Rethinking LLM Training through Information Geometry and Quantum Metrics
Riccardo Di Sipio
TL;DR
The paper proposes viewing LLM optimization through information geometry and quantum geometry, using the Fisher information and Fubini-Study/QFI to reinterpret curvature, convergence, and scaling. It argues that classical curvature-based methods are limited by computational costs, while quantum geometry embeds curvature intrinsically, suggesting potential for quantum-inspired or hybrid optimization approaches.
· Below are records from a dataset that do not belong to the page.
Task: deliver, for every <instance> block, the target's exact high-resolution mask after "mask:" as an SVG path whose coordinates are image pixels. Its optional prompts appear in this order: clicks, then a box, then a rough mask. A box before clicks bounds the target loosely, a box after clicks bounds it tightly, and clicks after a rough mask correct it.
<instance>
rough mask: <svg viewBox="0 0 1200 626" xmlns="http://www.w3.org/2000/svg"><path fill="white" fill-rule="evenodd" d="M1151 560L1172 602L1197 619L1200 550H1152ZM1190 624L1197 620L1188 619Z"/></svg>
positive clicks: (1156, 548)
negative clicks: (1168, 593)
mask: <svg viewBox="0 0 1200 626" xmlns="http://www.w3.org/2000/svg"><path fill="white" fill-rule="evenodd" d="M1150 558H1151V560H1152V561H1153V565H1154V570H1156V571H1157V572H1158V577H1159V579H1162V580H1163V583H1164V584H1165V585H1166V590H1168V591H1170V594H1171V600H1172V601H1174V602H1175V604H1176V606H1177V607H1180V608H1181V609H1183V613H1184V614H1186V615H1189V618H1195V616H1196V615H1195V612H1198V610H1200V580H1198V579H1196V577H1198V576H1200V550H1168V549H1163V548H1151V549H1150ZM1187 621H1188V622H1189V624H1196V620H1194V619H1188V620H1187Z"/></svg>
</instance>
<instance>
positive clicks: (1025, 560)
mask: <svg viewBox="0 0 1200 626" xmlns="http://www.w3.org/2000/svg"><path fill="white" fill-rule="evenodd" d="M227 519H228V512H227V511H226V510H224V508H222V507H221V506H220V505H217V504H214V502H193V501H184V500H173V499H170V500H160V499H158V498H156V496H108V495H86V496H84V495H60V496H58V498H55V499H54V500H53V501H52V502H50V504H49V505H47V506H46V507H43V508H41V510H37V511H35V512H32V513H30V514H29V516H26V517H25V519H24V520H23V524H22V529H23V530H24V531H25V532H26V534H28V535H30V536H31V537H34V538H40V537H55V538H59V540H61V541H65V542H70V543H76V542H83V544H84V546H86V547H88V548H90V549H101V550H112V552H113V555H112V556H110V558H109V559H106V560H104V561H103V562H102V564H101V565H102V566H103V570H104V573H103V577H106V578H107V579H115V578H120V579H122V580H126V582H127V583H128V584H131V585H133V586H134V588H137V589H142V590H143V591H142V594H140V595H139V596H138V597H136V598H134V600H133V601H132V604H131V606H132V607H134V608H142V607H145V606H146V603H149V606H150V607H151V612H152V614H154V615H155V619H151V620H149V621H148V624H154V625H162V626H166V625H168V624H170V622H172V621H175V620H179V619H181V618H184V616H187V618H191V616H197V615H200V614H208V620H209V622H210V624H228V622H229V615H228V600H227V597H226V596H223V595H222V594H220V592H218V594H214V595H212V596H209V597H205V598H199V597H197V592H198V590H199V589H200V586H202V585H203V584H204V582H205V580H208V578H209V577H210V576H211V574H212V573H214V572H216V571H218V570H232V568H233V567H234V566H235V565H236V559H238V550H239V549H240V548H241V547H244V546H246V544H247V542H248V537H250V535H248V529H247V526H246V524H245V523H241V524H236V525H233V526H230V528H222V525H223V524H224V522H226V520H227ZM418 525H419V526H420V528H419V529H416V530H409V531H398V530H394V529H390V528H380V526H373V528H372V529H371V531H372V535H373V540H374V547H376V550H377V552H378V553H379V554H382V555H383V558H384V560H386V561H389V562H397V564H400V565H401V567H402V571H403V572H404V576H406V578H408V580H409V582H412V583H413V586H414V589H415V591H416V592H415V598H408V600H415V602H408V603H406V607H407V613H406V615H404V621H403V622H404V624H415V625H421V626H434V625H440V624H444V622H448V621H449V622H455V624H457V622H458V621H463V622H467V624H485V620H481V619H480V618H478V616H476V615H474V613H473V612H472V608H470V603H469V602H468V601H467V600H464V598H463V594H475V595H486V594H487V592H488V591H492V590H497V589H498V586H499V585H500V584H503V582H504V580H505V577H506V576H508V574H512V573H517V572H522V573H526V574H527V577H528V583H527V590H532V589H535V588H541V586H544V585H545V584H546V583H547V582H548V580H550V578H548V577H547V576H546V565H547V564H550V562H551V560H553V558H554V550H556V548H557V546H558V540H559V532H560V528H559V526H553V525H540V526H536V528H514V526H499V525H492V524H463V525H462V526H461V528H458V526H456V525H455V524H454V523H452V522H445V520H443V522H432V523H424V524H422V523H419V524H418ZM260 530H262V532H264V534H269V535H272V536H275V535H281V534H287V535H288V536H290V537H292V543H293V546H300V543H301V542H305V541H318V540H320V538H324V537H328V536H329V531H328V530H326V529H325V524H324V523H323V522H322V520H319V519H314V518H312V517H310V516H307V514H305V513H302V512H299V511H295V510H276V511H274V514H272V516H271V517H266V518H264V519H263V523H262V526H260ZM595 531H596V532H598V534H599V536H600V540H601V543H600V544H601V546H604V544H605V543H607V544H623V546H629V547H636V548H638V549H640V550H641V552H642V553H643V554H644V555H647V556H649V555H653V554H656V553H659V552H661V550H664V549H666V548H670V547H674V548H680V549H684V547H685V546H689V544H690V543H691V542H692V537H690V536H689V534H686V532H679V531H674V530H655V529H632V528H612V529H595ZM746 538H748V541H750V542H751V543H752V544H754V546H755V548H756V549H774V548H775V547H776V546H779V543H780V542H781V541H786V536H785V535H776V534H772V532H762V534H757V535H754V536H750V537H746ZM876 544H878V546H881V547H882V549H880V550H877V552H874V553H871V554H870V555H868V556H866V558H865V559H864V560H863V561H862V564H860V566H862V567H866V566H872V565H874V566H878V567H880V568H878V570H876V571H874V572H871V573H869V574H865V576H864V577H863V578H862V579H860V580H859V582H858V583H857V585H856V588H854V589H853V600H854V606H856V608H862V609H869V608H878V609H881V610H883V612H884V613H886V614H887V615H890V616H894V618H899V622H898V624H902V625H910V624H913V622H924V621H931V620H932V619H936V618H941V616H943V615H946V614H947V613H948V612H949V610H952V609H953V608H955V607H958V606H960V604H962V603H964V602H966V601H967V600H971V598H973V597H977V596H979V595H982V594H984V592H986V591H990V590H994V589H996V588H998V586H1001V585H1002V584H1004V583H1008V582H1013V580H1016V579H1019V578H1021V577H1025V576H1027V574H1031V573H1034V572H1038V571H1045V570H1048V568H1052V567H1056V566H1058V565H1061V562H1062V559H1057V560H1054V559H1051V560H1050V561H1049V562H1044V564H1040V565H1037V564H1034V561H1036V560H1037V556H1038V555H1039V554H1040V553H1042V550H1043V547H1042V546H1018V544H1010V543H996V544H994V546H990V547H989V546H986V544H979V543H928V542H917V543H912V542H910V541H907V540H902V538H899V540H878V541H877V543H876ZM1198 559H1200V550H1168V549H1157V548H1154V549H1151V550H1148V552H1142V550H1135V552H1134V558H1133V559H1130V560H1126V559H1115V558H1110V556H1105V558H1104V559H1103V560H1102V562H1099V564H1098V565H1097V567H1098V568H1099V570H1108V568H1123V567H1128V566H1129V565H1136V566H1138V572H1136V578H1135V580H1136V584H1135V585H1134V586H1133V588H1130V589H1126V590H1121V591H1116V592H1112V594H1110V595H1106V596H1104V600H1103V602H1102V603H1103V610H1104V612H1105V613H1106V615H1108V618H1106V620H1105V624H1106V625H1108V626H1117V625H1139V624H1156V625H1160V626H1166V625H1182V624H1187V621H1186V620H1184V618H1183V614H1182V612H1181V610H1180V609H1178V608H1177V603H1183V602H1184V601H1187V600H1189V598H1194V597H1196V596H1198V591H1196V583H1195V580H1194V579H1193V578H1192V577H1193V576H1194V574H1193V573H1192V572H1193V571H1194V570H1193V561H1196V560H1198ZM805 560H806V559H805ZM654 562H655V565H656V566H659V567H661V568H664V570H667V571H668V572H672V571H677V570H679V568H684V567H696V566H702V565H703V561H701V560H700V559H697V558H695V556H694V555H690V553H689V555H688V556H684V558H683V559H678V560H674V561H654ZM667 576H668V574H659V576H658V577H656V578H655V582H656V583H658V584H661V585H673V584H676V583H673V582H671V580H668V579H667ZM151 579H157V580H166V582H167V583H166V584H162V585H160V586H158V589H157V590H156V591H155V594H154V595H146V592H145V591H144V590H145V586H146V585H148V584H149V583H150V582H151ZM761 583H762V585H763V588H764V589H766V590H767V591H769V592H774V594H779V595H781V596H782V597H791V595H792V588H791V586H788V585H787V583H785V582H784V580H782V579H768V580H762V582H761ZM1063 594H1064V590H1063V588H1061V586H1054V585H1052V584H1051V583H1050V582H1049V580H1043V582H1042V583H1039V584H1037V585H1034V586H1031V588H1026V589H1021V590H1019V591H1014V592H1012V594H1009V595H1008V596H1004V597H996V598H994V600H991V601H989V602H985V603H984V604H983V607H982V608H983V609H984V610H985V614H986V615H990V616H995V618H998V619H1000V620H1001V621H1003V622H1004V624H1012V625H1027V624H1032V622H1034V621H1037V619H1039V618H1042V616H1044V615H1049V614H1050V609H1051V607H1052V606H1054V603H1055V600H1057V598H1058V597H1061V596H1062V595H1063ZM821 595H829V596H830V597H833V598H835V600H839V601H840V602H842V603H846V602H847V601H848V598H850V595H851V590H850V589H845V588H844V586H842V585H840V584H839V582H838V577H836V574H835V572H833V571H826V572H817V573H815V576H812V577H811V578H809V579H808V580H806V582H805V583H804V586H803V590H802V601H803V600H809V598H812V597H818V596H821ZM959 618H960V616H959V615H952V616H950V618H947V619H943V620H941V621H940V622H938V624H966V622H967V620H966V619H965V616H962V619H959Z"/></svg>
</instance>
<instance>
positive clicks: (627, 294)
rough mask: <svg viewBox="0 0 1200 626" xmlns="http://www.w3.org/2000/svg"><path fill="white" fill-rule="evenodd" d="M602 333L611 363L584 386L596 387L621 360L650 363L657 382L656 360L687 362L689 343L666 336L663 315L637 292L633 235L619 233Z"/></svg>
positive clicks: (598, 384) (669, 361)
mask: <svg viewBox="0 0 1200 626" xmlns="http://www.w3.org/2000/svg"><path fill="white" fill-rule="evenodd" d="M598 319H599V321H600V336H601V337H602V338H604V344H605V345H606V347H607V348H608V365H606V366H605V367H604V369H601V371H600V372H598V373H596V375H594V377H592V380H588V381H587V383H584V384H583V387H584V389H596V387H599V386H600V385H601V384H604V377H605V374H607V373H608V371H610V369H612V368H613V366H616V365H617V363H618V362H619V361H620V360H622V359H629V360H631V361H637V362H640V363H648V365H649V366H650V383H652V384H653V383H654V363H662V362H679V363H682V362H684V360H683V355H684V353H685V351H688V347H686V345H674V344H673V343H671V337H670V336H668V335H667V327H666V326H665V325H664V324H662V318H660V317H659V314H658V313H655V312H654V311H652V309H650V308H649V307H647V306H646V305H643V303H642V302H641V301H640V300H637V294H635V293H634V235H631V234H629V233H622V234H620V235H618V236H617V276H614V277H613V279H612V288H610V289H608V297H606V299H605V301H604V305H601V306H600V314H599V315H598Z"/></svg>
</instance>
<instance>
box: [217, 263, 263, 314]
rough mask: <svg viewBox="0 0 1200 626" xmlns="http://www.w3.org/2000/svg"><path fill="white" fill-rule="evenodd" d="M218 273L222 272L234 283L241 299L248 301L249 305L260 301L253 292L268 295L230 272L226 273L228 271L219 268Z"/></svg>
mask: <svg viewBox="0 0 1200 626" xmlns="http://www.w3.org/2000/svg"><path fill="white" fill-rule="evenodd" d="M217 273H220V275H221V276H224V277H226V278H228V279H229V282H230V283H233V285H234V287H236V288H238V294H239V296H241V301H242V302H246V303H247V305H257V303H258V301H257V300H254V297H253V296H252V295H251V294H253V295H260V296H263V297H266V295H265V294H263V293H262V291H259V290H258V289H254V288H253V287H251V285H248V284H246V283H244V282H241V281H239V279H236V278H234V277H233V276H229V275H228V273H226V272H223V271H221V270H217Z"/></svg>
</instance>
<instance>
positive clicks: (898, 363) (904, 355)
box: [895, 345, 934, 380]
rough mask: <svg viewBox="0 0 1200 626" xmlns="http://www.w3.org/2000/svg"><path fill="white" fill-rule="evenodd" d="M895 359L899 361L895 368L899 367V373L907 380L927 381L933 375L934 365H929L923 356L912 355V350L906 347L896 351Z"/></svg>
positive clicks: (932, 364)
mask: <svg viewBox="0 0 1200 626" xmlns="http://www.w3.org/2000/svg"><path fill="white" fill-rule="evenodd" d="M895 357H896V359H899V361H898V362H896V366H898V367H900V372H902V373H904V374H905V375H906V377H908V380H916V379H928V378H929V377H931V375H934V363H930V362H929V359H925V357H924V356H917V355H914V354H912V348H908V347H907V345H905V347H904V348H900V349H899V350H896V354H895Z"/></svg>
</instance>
The work situates these ideas within existing literature and outlines concrete future research directions, emphasizing the speculative yet potentially transformative value of this interdisciplinary lens. If validated, this perspective could motivate novel algorithms and scaling strategies that leverage curvature-rich information manifolds to improve training efficiency and generalization.
Abstract
Optimization in large language models (LLMs) unfolds over high-dimensional parameter spaces with non-Euclidean structure. Information geometry frames this landscape using the Fisher information metric, enabling more principled learning via natural gradient descent. Though often impractical, this geometric lens clarifies phenomena such as sharp minima, generalization, and observed scaling laws. We argue that curvature-based approaches deepen our understanding of LLM training. Finally, we speculate on quantum analogies based on the Fubini-Study metric and Quantum Fisher Information, hinting at efficient optimization in quantum-enhanced systems.